We're talking about something that prevents form data loss. If it doesn't error on IE6/7 and simply doesn't work, then that's fairly graceful degradation that provides a benefit to users on more modern browsers.
But I suppose if your userbase is predominantly IE6/7, then it may not be worth the effort for you.
At least in the federal government in the DC area, IE6 and 7 are all but dead, basically. While there are still plenty of legacy servers running older versions, desktops are far less behind than they were even 2 years ago.
I'm admittedly only speaking for a dozen agencies or so, but things are definitely better off lately than they used to be.
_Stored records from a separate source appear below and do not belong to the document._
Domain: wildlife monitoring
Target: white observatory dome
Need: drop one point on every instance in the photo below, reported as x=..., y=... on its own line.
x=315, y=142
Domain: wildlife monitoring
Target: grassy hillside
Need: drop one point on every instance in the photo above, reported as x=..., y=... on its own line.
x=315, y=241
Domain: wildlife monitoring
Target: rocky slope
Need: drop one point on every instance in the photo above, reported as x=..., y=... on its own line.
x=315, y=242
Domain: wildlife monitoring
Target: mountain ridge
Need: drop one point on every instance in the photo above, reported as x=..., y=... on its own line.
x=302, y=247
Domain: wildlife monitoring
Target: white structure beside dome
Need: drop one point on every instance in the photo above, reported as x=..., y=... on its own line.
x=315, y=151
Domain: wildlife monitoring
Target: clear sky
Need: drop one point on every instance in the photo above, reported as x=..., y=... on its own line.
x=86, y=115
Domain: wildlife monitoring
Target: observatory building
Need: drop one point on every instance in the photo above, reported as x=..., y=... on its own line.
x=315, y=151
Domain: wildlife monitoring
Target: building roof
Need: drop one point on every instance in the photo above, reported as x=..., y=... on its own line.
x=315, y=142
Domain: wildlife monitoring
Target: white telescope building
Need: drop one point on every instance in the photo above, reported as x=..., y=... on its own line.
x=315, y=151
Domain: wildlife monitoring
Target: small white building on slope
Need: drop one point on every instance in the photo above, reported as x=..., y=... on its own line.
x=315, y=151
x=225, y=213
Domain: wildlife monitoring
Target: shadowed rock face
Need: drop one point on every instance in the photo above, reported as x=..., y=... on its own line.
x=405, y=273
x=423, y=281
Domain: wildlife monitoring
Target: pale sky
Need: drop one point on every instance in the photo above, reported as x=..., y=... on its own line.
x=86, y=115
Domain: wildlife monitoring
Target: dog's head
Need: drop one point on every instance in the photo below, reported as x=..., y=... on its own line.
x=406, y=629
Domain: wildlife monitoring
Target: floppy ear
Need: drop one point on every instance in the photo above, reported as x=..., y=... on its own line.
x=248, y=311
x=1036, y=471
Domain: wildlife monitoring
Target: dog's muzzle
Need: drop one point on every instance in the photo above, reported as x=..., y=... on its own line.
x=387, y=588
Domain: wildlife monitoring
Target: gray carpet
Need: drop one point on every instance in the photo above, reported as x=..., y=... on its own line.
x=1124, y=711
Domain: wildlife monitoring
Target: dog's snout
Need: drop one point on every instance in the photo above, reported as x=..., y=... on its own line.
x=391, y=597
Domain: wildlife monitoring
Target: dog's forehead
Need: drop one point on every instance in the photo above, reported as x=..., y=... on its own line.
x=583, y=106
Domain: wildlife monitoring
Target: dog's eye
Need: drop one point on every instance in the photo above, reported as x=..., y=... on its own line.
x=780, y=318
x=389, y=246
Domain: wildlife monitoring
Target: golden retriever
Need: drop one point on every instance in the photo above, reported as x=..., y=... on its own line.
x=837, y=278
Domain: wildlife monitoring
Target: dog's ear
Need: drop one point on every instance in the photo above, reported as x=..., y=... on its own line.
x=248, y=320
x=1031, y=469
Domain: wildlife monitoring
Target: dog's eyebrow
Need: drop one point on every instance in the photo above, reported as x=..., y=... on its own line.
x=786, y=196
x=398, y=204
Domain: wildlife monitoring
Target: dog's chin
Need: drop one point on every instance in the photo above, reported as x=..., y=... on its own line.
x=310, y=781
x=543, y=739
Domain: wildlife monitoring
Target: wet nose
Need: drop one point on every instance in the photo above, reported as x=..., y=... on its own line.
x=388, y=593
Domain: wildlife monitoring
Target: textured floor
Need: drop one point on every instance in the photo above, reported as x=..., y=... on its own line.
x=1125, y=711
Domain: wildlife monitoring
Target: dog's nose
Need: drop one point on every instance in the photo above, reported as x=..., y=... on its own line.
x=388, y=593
Sure you can quote stats all day, but it depends on your target audience. If you are running a tech website (such as HN/TC/Reddit/etc) you will see a HUGE portion of visitors using browsers like Chrome/Firefox and hardly any IE.
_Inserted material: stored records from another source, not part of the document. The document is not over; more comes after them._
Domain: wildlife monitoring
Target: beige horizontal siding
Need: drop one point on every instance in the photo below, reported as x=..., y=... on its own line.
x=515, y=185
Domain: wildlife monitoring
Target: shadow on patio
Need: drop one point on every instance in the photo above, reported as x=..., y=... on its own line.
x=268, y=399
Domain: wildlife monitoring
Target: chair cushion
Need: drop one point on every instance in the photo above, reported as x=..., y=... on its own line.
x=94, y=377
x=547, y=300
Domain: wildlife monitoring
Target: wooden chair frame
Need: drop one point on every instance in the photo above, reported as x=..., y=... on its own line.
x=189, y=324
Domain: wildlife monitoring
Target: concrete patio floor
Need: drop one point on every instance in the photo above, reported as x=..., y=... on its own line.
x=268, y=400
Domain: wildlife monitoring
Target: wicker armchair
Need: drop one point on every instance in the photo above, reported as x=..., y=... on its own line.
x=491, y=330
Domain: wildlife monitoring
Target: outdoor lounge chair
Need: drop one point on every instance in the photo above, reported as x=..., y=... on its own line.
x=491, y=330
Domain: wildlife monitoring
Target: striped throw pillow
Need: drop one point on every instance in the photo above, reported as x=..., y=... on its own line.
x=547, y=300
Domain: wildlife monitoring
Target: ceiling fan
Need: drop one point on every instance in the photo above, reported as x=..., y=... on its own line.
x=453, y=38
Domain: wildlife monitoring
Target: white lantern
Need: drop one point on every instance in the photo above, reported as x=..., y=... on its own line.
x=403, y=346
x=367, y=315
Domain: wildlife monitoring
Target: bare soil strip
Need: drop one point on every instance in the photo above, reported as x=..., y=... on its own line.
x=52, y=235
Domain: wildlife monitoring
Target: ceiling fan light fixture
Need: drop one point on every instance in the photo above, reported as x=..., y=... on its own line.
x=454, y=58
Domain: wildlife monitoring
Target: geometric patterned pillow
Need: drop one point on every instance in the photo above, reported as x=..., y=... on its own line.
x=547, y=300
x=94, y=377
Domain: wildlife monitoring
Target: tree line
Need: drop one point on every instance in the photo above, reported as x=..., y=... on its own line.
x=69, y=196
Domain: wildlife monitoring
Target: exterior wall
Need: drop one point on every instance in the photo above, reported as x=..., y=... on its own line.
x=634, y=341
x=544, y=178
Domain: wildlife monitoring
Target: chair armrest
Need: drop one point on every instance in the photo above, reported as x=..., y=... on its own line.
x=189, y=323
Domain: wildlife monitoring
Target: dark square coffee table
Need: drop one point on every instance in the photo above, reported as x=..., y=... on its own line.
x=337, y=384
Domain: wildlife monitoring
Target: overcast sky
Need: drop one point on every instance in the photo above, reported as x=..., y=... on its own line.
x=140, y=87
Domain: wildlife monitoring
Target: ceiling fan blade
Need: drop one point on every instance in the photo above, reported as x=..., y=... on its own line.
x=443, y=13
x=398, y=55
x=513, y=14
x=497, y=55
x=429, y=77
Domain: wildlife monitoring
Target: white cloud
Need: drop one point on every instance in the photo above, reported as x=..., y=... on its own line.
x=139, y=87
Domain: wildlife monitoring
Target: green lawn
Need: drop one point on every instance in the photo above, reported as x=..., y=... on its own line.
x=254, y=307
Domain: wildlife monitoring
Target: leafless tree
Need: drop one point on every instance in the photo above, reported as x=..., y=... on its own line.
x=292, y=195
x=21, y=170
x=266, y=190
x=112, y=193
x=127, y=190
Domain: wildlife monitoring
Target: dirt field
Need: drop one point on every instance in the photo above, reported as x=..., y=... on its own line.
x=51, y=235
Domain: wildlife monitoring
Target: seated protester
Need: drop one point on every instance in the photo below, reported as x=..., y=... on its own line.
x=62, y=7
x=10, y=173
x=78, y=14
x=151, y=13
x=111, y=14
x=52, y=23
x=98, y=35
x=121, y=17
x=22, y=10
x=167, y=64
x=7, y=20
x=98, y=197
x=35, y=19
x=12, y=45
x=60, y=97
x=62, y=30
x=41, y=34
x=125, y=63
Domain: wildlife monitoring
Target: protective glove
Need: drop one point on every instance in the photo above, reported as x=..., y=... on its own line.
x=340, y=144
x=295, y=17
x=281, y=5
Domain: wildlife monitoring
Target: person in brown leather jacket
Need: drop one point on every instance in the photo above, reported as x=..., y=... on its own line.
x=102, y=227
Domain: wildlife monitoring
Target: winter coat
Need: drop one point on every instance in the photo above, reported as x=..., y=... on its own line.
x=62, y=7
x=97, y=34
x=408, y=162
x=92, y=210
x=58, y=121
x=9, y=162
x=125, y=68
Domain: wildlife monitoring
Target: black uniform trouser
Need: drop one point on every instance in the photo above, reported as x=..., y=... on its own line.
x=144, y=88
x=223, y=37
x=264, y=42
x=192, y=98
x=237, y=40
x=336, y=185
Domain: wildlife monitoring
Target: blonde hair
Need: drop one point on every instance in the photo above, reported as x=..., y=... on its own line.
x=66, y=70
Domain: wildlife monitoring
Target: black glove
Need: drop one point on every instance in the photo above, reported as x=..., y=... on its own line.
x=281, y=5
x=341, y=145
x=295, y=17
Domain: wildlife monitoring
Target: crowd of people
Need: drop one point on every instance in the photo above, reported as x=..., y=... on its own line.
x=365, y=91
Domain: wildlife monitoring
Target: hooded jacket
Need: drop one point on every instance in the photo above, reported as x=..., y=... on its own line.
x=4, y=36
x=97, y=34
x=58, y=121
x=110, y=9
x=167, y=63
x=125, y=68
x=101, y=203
However if you are building websites that regular people use they still use XP and IE7... so much so that it can account for 10-30% of your website traffic.. It really pains me when HTML frameworks like Foundation 3.x drop support for IE7 and below because there is still the userbase there.
IE7/8 is not dead for most of the world yet. People who run statcounter websites are getting data from people who run their tools. I would trust if someone like Google Analytics released an average browser usage as they are more widely used. Who the F uses statcounter nowadays?
 Though you can do tricks/hacks to make it work for IE7.